To counter them, the MSD leader said, both the government and the Muslim hierarchy need to increase religious instruction of young people, so that youth in the North Caucasus will be in a position to distinguish between genuine Islam and the false version of the faith offered by extremist groups.
Many other participants at this Nalchik roundtable – including a Russian Orthodox priest, a Jewish rabbi, students from the university, and a representative of the Russian Federation’s Interior Ministry office in the Southern Federal District – expressed their support for Dzesezhev’s ideas.
But Elena Mashukova, the chief legal advisor of the Kabardino-Balkaria State University, pointed out that existing Russian legislation creates a number of hurdles that those who want to promote more training on Islam in state schools will have to overcome for this program to become a reality.
Religious instruction in schools and universities is possible under Russian law, she said, if the authorities secure both the agreement of the young people themselves and the support of their parents and if the program of instruction receives the approval of the local organs of self-administration.

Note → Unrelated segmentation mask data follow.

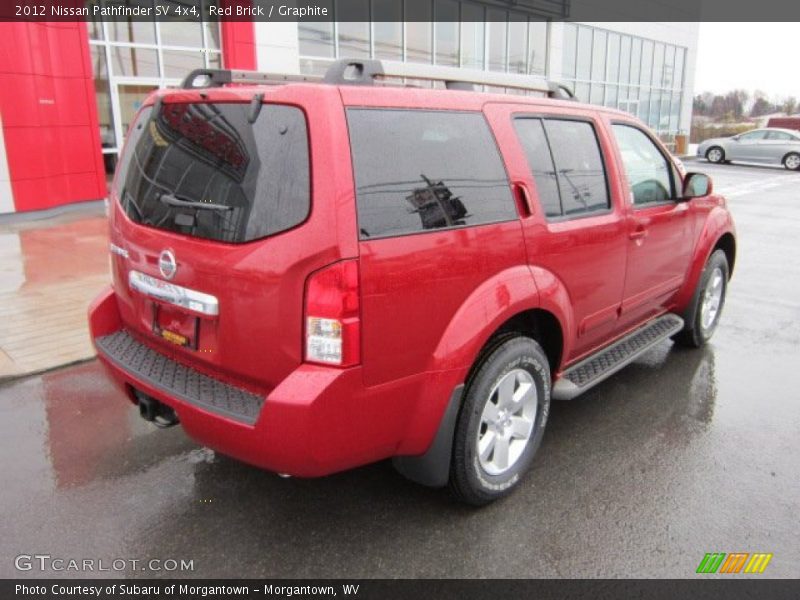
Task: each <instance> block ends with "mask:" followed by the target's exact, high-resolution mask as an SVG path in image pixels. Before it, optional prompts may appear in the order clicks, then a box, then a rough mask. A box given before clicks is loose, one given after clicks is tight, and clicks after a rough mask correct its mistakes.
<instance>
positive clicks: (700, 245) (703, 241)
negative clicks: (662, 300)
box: [675, 207, 736, 321]
mask: <svg viewBox="0 0 800 600" xmlns="http://www.w3.org/2000/svg"><path fill="white" fill-rule="evenodd" d="M717 250H722V251H723V252H724V253H725V257H726V259H727V260H728V278H729V279H730V277H731V276H732V274H733V267H734V265H735V263H736V234H735V228H734V225H733V219H732V218H731V215H730V213H729V212H728V211H727V210H724V209H722V208H721V207H717V208H715V209H714V210H712V211H711V213H710V214H709V216H708V219H707V220H706V223H705V226H704V228H703V231H702V233H701V234H700V237H699V238H698V241H697V244H696V246H695V251H694V255H693V258H692V262H691V265H690V267H689V270H688V272H687V276H686V281H685V282H684V285H683V288H682V289H681V291H680V292H679V293H678V296H677V297H676V301H675V304H676V312H678V313H679V314H680V315H681V316H682V317H683V319H684V321H686V319H687V318H689V317H690V315H692V314H694V310H695V306H696V304H697V301H698V298H699V290H698V289H697V284H698V282H699V281H700V276H701V275H702V273H703V269H704V268H705V265H706V263H707V262H708V259H709V257H710V256H711V255H712V254H713V253H714V252H715V251H717Z"/></svg>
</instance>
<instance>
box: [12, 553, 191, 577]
mask: <svg viewBox="0 0 800 600" xmlns="http://www.w3.org/2000/svg"><path fill="white" fill-rule="evenodd" d="M14 568H16V569H17V571H33V572H37V573H59V572H72V573H97V572H102V571H128V572H129V571H152V572H154V573H161V572H177V573H180V572H186V571H194V559H189V560H187V559H184V558H180V559H175V558H67V557H63V556H52V555H50V554H19V555H17V556H16V557H14Z"/></svg>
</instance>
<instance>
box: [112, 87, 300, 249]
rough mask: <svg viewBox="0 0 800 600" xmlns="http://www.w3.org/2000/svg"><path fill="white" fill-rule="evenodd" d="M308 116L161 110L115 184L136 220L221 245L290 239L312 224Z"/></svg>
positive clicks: (208, 109)
mask: <svg viewBox="0 0 800 600" xmlns="http://www.w3.org/2000/svg"><path fill="white" fill-rule="evenodd" d="M308 162H309V161H308V136H307V133H306V121H305V117H304V115H303V113H302V111H301V110H300V109H298V108H295V107H291V106H284V105H278V104H261V101H260V97H258V96H256V98H255V99H254V100H253V102H251V103H216V104H211V103H193V104H174V103H163V104H161V105H160V107H156V108H153V107H147V108H146V109H144V110H143V111H142V112H141V113H140V115H139V117H138V118H137V120H136V122H135V123H134V125H133V127H132V128H131V131H130V134H129V139H128V141H127V144H126V146H125V150H124V152H123V157H122V159H121V161H120V165H119V168H118V172H117V176H116V178H115V192H116V194H117V196H118V198H119V201H120V202H121V204H122V207H123V209H124V210H125V213H126V214H127V215H128V217H129V218H130V219H132V220H133V221H135V222H137V223H141V224H143V225H148V226H151V227H156V228H159V229H165V230H168V231H174V232H176V233H182V234H185V235H191V236H195V237H202V238H208V239H213V240H219V241H224V242H247V241H250V240H255V239H258V238H262V237H266V236H269V235H273V234H275V233H278V232H281V231H285V230H286V229H289V228H291V227H294V226H295V225H298V224H299V223H301V222H302V221H303V220H305V218H306V216H307V215H308V211H309V205H310V198H309V194H310V191H309V167H308Z"/></svg>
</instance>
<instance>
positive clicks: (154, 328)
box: [153, 302, 200, 350]
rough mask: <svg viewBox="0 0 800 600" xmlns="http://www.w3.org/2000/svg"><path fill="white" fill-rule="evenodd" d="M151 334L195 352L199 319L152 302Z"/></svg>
mask: <svg viewBox="0 0 800 600" xmlns="http://www.w3.org/2000/svg"><path fill="white" fill-rule="evenodd" d="M153 333H154V334H156V335H157V336H158V337H160V338H161V339H164V340H166V341H168V342H170V343H172V344H175V345H176V346H182V347H184V348H190V349H191V350H197V343H198V337H199V333H200V319H199V318H198V317H196V316H194V315H190V314H187V313H185V312H183V311H180V310H176V309H174V308H171V307H169V306H165V305H163V304H159V303H157V302H153Z"/></svg>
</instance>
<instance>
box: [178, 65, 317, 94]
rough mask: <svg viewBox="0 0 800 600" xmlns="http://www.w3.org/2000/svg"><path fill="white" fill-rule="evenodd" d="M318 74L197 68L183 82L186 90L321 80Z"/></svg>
mask: <svg viewBox="0 0 800 600" xmlns="http://www.w3.org/2000/svg"><path fill="white" fill-rule="evenodd" d="M320 81H322V77H319V76H317V75H292V74H286V73H260V72H258V71H242V70H237V69H195V70H194V71H192V72H191V73H189V74H188V75H187V76H186V77H185V78H184V80H183V82H182V83H181V87H182V88H183V89H185V90H199V89H205V88H211V87H221V86H223V85H226V84H229V83H257V84H261V85H265V84H267V85H269V84H273V85H275V84H281V83H289V82H317V83H318V82H320Z"/></svg>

Given the fears of many officials that such training will make young people even more susceptible to extremist influences and the attitudes of officials like Mukozhev that the best way to counter such groups is through the application of police power, securing the approval of local governments for such training will not be easy.
But unless something like what Dzesezhev has proposed is approved, there are few reasons to think that the Russian police will in fact be able to cope with the rise of such independent Muslim youth groups and every reason to believe that they will contribute to the further destabilization of the situation throughout this region.